A steel cylinder contains an ideal gas at 27°C. The gauge pressure is 140kPa. If the temperature of the container increases to 79°C, what is the new gauge pressure?
As we have an ideal gas, we can assume that (P/T)initial = (P/T)final
First, we must convert temperatures in Celsius to Kelvin.
27ºC = (27 + 273.15)K = 300.15K
79ºC = (79+273.15)K = 352.15K
Let x represent (T)final
300.15 K ÷ 140,000 Pa = 352.15K ÷ x
==> x = 164,255 Pa
To find the new gauge pressure, we can use the ideal gas law equation:
P1 * V1 / T1 = P2 * V2 / T2
where P1 is the initial pressure, V1 is the initial volume, T1 is the initial temperature, P2 is the final pressure, V2 is the final volume, and T2 is the final temperature.
In this case, the volume of the cylinder remains constant, so we can assume V1 = V2. Also, the question asks for the gauge pressure change, so we treat the initial gauge pressure (P1) and the final gauge pressure (P2) as absolute pressures by adding atmospheric pressure (which we assume to be 101.3 kPa) to them.

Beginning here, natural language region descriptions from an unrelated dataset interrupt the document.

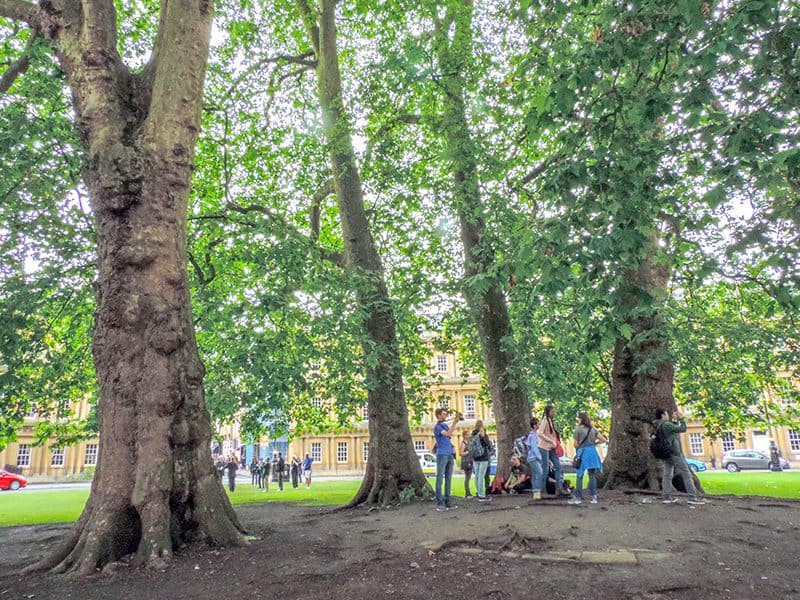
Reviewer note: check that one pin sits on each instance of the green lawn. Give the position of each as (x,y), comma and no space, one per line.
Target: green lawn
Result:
(30,508)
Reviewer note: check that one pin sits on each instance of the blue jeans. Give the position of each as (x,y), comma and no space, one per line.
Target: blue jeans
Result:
(550,455)
(481,466)
(536,473)
(444,471)
(592,473)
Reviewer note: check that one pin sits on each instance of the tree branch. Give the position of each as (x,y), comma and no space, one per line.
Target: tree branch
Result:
(19,10)
(310,22)
(304,60)
(325,190)
(18,67)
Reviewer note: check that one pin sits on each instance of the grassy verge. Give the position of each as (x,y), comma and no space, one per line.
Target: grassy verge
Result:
(30,508)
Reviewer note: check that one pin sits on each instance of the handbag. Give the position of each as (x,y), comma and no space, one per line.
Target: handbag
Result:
(576,461)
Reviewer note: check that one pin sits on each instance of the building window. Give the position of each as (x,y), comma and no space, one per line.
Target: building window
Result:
(469,407)
(91,455)
(696,443)
(316,451)
(728,443)
(341,452)
(57,457)
(794,440)
(24,456)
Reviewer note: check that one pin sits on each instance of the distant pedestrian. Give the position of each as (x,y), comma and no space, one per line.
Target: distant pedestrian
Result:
(265,465)
(232,467)
(307,462)
(676,462)
(538,472)
(467,462)
(445,460)
(585,441)
(254,471)
(294,470)
(548,441)
(280,464)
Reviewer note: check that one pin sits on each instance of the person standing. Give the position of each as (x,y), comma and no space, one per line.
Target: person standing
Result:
(467,463)
(548,440)
(254,471)
(232,466)
(585,441)
(480,461)
(294,470)
(676,462)
(281,466)
(265,465)
(538,474)
(445,459)
(307,462)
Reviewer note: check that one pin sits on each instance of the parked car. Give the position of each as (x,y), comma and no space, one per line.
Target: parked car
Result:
(11,481)
(696,465)
(737,460)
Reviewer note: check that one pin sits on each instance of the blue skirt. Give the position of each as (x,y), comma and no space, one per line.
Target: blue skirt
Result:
(590,459)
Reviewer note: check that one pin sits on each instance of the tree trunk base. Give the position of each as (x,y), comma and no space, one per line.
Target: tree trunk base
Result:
(388,489)
(108,531)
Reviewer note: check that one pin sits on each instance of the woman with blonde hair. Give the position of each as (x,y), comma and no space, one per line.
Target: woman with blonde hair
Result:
(480,460)
(585,441)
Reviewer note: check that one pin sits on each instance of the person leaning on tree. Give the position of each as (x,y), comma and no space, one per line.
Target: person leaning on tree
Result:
(467,462)
(676,463)
(445,458)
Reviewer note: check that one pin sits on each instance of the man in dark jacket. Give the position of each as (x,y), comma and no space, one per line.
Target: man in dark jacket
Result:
(676,463)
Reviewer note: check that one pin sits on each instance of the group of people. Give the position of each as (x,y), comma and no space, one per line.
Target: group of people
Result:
(535,459)
(260,470)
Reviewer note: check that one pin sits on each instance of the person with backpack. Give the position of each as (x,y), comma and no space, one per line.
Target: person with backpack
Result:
(549,440)
(445,458)
(534,459)
(480,449)
(467,463)
(585,441)
(666,447)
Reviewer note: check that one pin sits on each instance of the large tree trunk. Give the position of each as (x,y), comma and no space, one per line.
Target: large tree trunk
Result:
(392,465)
(482,288)
(642,381)
(155,488)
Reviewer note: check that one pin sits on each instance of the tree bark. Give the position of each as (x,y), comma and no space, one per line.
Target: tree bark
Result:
(392,465)
(642,381)
(482,288)
(155,488)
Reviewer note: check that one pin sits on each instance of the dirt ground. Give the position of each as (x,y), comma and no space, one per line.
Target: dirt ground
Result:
(627,546)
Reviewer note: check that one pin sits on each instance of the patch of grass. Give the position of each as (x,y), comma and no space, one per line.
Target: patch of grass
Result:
(752,483)
(32,508)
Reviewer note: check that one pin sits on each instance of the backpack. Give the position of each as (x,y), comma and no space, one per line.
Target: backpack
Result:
(659,444)
(520,447)
(475,446)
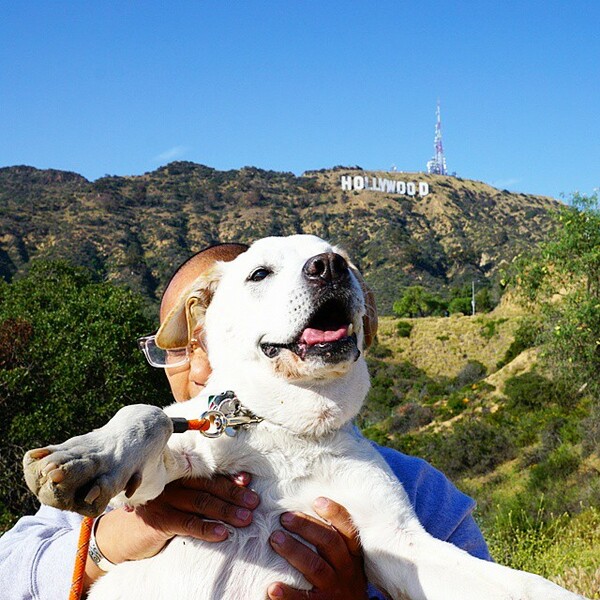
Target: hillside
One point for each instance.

Now let's calculate the new gauge pressure:
Step 1: Convert initial pressure to absolute pressure:
Initial absolute pressure (P1_abs) = P1 + atmospheric pressure
= 140 kPa + 101.3 kPa
= 241.3 kPa
Step 2: Convert temperatures to Kelvin scale:
Initial temperature (T1) = 27°C + 273.15
= 300.15 K
Final temperature (T2) = 79°C + 273.15
= 352.15 K
Step 3: Use the ideal gas law equation to find the final absolute pressure (P2_abs):
P1_abs * V1 / T1 = P2_abs * V2 / T2
P2_abs = P1_abs * T2 / T1
= 241.3 kPa * 352.15 K / 300.15 K
Step 4: Calculate the final gauge pressure (P2) by subtracting atmospheric pressure:
Final gauge pressure (P2) = P2_abs - atmospheric pressure
Now let's substitute the values and calculate the new gauge pressure:
P2_abs = 241.3 kPa * 352.15 K / 300.15 K
= 282.45 kPa
P2 = P2_abs - atmospheric pressure
= 282.45 kPa - 101.3 kPa
= 181.15 kPa
Therefore, the new gauge pressure is approximately 181.15 kPa.